Guetler is glad the city commissioners are going back to the drawing board on the budget to develop one without the increased business tax.

"I think that's a great thing because it's very expensive doing business in Portland here," he said.

Guetler said he knows the city is in need, but he doesn't understand why businesses should have to kick in more than what he calls the endless list of taxes they already pay.

Saltzman said the mayor's proposed budget creates over 200 new jobs, but he's concerned about being able to pay for those in the future. Saltzman said the $25 million windfall makes it possible for the city to live within its means, and still add to homeless services and law enforcement.

He thinks the commissioners, and the mayor, can develop an alternate budget that takes that into account but doesn't raise taxes for businesses.

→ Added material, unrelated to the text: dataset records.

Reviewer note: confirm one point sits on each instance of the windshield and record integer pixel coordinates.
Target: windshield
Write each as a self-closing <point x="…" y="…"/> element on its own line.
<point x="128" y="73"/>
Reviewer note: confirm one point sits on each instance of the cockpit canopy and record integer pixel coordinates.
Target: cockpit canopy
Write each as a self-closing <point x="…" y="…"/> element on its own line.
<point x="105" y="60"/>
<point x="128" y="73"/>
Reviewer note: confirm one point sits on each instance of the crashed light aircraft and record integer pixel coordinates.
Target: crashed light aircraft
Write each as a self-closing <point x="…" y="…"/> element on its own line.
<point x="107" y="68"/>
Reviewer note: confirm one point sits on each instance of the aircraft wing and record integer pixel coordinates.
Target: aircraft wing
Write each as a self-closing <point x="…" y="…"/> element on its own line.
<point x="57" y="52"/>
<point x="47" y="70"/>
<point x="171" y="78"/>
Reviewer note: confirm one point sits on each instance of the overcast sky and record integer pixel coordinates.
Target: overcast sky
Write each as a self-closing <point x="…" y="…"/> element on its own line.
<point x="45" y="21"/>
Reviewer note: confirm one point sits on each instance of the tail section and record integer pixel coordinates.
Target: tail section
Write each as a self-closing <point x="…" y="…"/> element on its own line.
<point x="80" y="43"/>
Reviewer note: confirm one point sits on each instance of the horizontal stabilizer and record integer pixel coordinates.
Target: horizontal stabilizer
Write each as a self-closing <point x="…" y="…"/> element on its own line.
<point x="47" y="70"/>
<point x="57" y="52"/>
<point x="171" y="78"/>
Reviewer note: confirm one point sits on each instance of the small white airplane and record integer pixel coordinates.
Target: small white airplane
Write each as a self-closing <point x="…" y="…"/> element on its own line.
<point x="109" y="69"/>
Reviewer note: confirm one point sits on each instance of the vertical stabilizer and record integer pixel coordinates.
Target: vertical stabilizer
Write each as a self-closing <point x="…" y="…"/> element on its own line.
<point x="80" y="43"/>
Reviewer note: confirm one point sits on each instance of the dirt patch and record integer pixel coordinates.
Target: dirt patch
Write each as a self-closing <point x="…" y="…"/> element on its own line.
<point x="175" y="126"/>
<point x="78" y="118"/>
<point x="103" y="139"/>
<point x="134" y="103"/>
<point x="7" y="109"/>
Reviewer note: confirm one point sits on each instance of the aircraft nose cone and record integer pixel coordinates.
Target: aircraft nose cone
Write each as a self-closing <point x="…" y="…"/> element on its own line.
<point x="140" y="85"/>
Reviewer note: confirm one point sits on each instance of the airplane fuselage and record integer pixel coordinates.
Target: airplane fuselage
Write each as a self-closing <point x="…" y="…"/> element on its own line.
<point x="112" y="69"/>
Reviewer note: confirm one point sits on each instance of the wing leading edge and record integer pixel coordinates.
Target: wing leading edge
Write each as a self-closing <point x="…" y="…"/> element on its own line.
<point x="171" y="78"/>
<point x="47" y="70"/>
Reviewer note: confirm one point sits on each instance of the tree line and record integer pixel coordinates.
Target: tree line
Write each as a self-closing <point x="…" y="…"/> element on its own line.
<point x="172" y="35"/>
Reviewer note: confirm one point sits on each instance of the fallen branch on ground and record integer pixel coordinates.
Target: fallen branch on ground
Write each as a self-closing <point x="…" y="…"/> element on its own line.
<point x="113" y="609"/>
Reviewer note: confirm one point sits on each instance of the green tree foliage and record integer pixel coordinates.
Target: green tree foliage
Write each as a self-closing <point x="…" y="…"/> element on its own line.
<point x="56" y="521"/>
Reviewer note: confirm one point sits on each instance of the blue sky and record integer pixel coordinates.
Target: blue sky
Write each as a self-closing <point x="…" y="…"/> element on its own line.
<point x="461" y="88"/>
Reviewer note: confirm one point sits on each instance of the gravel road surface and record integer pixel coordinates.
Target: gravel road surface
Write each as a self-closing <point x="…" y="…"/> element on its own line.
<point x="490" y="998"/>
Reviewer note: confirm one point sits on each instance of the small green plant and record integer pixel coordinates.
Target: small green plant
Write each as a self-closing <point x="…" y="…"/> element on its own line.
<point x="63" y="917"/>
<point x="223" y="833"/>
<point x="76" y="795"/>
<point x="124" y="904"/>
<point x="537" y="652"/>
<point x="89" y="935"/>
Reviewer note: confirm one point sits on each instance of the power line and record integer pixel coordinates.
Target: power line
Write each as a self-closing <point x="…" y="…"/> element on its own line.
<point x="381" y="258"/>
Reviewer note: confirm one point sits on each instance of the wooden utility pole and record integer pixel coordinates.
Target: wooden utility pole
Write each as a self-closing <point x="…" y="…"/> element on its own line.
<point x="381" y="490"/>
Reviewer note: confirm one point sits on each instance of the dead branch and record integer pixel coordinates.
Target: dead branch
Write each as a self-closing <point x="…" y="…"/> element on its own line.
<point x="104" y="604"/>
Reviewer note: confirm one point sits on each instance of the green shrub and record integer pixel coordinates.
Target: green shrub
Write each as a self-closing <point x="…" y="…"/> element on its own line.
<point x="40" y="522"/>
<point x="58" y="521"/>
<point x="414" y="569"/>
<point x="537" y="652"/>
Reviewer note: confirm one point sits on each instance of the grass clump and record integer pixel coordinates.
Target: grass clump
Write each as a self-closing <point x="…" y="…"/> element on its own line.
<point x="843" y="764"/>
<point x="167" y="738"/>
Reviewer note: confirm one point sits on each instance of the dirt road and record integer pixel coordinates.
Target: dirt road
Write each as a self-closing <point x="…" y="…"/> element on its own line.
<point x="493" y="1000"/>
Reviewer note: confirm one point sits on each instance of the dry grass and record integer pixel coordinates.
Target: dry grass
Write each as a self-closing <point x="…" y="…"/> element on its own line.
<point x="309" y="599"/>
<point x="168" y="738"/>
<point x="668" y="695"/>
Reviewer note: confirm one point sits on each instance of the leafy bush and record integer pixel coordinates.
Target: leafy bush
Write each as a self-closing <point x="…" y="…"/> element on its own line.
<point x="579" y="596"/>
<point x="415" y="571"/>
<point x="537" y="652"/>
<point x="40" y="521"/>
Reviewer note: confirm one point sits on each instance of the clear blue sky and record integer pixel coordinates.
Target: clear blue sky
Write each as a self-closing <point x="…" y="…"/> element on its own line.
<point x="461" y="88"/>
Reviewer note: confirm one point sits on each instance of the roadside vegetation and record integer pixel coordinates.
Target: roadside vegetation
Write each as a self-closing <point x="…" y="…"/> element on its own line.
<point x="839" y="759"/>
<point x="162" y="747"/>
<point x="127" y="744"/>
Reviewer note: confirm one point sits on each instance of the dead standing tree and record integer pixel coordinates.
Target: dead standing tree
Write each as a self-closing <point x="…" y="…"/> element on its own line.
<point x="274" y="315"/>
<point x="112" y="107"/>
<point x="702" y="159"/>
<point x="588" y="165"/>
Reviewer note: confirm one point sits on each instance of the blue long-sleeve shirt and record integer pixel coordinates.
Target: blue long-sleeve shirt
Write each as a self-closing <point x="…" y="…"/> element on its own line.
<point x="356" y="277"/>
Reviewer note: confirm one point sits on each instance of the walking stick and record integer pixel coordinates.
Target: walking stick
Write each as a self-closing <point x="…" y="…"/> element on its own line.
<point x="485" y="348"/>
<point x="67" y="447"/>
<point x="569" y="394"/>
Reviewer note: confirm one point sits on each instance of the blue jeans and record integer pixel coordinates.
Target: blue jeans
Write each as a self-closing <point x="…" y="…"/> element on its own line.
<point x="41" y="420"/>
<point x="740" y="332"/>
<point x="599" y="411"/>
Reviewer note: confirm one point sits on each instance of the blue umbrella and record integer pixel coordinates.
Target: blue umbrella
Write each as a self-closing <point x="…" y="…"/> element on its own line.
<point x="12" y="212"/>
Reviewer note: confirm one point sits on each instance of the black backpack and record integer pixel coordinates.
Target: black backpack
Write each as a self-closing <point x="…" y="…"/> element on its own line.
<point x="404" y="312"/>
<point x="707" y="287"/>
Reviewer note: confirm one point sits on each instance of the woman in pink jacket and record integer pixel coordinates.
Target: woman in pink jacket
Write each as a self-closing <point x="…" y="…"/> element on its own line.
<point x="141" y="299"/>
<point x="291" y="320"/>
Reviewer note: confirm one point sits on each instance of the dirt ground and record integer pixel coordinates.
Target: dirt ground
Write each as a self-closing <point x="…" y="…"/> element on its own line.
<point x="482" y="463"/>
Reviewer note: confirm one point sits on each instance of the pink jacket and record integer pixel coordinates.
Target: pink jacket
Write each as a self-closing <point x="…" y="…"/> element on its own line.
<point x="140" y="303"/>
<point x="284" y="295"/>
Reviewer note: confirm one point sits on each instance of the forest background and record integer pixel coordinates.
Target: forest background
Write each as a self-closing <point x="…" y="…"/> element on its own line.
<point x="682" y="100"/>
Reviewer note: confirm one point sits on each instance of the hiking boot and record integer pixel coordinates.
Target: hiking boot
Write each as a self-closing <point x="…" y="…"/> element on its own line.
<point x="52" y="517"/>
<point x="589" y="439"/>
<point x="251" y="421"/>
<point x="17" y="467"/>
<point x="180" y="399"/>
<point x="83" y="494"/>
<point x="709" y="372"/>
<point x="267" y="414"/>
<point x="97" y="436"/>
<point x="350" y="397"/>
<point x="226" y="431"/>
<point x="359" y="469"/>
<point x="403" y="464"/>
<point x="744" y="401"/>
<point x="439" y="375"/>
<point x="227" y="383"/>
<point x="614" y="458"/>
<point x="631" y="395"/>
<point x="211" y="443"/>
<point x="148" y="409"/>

"The budget that we ultimately craft -- that reflects the support of all five of us -- I think will speak to those priorities," he said.

Hales expressed doubt to KATU News in a statement Tuesday night that the level of services proposed in his budget could be sustained by using some of the $25 million windfall, and not generating new revenue with an increased business tax:

Portland is a growing city that's facing real challenges: youth violence at record highs; systemic hurdles to access and opportunity; a housing affordability crisis; thousands of people sleeping on our streets. To address these challenges, we need more revenue. The boom years we've experienced came after a record budget deficit $21.5 million cut from the General Fund. We need to be pragmatic and responsible leaders, and take advantage of our prosperity to prepare ourselves for the future. At today's work session, my City Council colleagues expressed doubts about the proposed Business License Fee increase. That is one option to raise revenue with little impact on most Portland businesses, but a large benefit citywide. I am open to other options my colleagues propose, such as the planned Construction Excise Tax. Cutting the police and homelessness investments in this budget would be a disservice to Portland.

A spokeswoman in Commissioner Amanda Fritz's office told KATU News Fritz is waiting to make a decision on the business tax issue until she hears from the public about it. A public hearing is scheduled for Thursday from 5:30 p.m. to 9 p.m. at City Hall. A work session is set for Tuesday, May 17.

City Council will vote on the 2016-2017 budget on Wednesday, May 18.